L’amphithéâtre Richelieu accueille un débat intitulé « La liberté au féminin ». Il est 9 heures, la salle lambrissée se remplit peu à peu. Les rangs sont majoritairement occupés par des femmes, bien mises, conformes à l’image CSP+ renvoyée par l’auditoire. Parmi les intervenants, Caroline Loeb, l’inoubliable interprète du tube « C’est la ouate » dans les années 80. Parée de longues boucles d’oreilles en argent et de sautoirs autour du cou, la chanteuse fait connaissance avec les autres en attendant que le débat commence. Le public, discipliné, lit les journaux mis à disposition, Le Figaro, la Tribune et les Echos.

Une journaliste, micro en main, patiente, triture son carnet de notes, s’amuse avec son caméraman. Une blogueuse s’énerve sur son ordinateur portable et tente désespérément de capter le réseau WIFI. D’autres pianotent plutôt sur les touches de leur Blackberry.

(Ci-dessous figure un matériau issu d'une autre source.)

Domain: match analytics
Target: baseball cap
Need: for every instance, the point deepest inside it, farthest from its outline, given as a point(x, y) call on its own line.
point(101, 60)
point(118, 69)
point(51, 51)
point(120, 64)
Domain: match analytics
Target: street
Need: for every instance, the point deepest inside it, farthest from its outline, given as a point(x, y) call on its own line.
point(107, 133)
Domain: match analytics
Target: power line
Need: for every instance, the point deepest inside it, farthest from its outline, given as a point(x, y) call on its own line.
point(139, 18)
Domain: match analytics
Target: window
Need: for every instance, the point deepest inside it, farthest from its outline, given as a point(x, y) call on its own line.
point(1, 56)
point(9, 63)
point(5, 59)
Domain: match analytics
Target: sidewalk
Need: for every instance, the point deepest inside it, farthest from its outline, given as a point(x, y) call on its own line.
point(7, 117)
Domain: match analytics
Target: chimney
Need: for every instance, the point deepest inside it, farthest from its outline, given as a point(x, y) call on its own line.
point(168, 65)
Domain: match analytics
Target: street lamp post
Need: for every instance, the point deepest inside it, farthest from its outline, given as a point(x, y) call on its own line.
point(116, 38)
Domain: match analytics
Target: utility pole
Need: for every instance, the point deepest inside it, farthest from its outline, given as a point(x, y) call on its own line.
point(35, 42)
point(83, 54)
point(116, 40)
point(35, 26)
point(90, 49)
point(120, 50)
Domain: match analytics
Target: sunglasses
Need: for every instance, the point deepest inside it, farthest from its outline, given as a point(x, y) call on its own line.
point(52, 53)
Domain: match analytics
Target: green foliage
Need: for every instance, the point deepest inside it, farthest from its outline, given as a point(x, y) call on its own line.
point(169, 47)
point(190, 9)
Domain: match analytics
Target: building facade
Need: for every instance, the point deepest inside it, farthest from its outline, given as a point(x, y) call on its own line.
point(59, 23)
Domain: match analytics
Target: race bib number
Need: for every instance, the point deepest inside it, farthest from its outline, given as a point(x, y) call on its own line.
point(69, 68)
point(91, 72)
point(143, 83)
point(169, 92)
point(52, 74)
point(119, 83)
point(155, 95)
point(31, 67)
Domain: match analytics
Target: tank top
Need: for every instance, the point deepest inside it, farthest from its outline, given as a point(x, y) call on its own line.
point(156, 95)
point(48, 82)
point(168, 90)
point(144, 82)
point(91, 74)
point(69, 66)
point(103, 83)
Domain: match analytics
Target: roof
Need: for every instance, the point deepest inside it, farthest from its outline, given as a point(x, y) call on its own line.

Dès que Rama Yade, secrétaire d’Etat chargée des sports, sobrement habillée d’un tailleur noir et d’un tee-shirt blanc, pénètre dans l’amphithéâtre, les flashs des appareils photo crépitent. Et les caméras de France 2 filment l’entrée de la jeune ministre. La journaliste s’approche de l’estrade et la complimente même sur sa beauté.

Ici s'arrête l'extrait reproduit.